Safley’s research engages a contemporary condition in which digital tools play an active role in architectural production. Rather than treating representation as separate from making, his work collapses the distance between visual information and material construction into a continuous design process. By treating images as material—capable of being connected, composited, manipulated, and fabricated—he reframes tectonics as a practice concerned not only with physical assemblies, but also with the technical and cultural operations that bind images together. This approach renews longstanding disciplinary questions of detail, composition, and architectural character within contemporary culture.
His design research operates across two interrelated modes: one based on direct authorship, in which disparate references are combined into materially allusive architectural figures, and another that employs computational tools such as 3D scanning, simulation, and automated workflows to develop novel construction logics. Together, these approaches form a post-digital tectonic practice that remains grounded in material fabrication while critically engaging contemporary technologies. His design research has been disseminated through peer-reviewed writing, conferences, publications, exhibitions, competitions, and funded research, and has received national and international recognition for his design work.

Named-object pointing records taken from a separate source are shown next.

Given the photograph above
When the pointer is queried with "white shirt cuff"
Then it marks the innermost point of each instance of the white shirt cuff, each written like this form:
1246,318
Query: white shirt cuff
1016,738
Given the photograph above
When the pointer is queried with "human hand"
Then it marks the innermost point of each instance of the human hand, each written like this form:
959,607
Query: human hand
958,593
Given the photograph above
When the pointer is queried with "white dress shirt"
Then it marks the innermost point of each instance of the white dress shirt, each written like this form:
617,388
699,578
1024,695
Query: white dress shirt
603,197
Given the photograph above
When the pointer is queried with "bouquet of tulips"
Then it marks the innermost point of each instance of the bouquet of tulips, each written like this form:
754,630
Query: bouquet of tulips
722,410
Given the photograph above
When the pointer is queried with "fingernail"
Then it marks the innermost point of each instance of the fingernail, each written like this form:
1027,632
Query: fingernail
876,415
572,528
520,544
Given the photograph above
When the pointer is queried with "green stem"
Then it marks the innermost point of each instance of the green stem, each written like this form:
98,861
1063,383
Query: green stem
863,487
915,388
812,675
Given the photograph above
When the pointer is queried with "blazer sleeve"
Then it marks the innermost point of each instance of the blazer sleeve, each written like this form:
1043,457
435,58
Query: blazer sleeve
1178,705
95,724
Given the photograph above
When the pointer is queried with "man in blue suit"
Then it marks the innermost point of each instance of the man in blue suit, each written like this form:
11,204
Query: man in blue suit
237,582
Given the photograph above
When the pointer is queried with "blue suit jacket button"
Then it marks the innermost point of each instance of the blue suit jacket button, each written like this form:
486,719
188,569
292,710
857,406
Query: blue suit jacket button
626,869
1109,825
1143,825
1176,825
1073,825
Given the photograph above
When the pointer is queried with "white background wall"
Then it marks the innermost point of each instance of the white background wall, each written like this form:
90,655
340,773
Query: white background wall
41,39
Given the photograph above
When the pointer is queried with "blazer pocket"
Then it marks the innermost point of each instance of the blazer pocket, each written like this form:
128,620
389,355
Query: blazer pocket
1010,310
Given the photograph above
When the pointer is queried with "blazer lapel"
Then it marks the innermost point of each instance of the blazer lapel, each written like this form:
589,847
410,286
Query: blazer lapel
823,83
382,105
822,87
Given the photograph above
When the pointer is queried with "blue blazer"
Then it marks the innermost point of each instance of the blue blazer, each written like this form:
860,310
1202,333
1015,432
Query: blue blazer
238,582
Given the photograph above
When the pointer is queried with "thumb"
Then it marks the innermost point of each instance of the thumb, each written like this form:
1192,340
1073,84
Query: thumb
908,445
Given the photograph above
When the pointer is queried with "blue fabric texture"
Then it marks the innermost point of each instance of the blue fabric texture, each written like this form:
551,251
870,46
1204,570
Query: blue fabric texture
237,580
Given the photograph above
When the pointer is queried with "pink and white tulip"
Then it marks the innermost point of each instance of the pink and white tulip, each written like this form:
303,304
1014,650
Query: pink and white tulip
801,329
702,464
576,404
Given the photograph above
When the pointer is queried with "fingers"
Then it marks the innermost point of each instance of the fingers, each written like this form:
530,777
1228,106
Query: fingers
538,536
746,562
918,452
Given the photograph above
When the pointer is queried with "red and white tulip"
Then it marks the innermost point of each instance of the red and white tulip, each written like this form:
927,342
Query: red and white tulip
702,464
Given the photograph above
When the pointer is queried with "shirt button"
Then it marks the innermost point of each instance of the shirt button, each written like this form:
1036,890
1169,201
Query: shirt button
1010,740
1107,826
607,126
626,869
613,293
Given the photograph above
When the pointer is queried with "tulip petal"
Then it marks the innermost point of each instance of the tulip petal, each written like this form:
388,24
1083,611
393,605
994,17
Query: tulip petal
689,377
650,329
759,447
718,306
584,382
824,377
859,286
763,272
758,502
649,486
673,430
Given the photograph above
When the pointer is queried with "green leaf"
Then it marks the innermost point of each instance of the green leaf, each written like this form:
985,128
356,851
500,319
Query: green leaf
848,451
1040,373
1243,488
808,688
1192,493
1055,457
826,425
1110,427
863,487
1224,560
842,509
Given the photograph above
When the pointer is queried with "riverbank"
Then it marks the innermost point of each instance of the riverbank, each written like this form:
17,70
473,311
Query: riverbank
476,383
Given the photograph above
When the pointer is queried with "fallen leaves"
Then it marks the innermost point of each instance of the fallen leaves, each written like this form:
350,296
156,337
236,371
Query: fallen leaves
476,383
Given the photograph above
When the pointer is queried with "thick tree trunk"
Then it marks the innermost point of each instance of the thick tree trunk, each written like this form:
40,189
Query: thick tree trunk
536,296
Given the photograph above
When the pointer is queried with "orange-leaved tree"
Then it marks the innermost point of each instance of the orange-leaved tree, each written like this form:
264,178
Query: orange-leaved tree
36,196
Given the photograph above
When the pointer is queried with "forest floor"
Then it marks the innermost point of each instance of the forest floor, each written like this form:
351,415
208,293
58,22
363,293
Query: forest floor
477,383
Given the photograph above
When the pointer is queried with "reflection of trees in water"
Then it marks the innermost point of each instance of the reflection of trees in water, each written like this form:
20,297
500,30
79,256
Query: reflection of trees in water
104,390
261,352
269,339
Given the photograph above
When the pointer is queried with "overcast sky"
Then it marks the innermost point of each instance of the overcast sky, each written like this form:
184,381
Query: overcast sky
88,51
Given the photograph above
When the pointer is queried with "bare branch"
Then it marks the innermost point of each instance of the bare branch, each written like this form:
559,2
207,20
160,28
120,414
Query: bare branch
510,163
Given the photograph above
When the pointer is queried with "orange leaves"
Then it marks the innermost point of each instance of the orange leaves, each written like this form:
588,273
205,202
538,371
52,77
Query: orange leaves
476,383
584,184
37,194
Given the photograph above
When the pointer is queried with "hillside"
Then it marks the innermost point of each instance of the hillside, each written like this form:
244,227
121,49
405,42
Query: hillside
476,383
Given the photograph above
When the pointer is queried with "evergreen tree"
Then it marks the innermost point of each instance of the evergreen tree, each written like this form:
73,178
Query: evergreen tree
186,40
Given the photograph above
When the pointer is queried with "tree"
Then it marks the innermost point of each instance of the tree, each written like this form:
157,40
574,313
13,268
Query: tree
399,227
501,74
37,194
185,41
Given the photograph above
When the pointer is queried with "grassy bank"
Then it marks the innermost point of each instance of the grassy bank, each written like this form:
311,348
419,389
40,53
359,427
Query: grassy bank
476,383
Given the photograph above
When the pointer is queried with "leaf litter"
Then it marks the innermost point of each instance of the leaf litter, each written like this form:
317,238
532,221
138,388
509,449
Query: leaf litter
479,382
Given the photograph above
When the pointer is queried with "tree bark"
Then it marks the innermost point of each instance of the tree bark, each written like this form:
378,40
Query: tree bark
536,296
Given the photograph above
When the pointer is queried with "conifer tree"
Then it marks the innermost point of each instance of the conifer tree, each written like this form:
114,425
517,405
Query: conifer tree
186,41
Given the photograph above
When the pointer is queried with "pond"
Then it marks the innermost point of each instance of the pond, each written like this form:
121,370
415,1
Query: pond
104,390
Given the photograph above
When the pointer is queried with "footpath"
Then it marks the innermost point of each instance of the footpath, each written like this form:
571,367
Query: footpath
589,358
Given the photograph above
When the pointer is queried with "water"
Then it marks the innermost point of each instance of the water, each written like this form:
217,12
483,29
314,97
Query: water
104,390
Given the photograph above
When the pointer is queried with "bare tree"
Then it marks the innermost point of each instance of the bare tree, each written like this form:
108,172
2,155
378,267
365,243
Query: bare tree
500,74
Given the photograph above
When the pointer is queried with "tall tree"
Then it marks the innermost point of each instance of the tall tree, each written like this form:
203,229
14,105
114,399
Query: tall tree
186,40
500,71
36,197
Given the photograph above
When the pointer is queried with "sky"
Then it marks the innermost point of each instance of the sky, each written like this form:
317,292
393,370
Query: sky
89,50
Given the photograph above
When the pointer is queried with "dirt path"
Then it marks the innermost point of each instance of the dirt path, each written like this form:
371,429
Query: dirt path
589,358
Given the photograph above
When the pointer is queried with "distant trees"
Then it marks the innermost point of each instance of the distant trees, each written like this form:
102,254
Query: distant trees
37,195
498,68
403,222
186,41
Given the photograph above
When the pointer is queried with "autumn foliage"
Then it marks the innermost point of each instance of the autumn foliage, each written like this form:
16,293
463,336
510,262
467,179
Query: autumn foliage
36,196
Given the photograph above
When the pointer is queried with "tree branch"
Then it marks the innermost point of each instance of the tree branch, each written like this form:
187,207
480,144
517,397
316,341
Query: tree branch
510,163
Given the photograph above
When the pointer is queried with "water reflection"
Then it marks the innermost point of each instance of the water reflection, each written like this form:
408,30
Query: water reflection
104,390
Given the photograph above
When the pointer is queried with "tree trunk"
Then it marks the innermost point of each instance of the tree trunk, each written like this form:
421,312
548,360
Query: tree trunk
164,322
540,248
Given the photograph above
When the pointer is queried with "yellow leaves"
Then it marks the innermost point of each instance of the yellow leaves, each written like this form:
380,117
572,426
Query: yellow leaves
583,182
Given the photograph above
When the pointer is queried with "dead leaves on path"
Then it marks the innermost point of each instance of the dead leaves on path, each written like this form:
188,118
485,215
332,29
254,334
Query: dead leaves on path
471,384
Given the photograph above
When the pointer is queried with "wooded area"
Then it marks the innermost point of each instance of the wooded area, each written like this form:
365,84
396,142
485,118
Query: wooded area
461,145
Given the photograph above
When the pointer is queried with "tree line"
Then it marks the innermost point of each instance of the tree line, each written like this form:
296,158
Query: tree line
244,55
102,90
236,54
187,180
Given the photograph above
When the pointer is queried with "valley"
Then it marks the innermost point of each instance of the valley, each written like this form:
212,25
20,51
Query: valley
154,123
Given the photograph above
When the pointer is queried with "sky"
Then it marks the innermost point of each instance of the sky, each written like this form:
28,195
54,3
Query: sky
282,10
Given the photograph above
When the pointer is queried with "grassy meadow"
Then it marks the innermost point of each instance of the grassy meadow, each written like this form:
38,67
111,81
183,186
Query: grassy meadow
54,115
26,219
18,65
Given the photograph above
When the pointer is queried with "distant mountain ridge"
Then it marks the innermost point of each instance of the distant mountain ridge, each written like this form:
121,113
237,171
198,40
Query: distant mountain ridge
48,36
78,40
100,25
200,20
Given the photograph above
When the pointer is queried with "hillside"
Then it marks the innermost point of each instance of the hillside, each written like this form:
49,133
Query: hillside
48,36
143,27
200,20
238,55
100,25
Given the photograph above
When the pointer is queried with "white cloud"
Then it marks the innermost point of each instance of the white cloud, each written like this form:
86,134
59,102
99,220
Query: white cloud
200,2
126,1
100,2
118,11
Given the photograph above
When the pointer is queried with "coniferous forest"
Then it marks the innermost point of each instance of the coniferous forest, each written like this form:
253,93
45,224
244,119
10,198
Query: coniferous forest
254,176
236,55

At Kent State, Safley serves as coordinator of the Integrated Design Studio and fourth-year studios. In addition, he teaches core building technology lecture courses, advanced graduate design studios, and elective seminars that position the classroom as a laboratory for material and technological experimentation. His courses foreground construction processes, material behavior, and technologically situated design techniques while encouraging students to critically engage architectural history, questions of labor, and professional practice.
Safley received his Bachelor of Architecture from the University of Oklahoma in 2009 with Special Distinction and his Master of Architecture from the University of Michigan in 2013, where he was awarded the AIA Henry Adams Medal.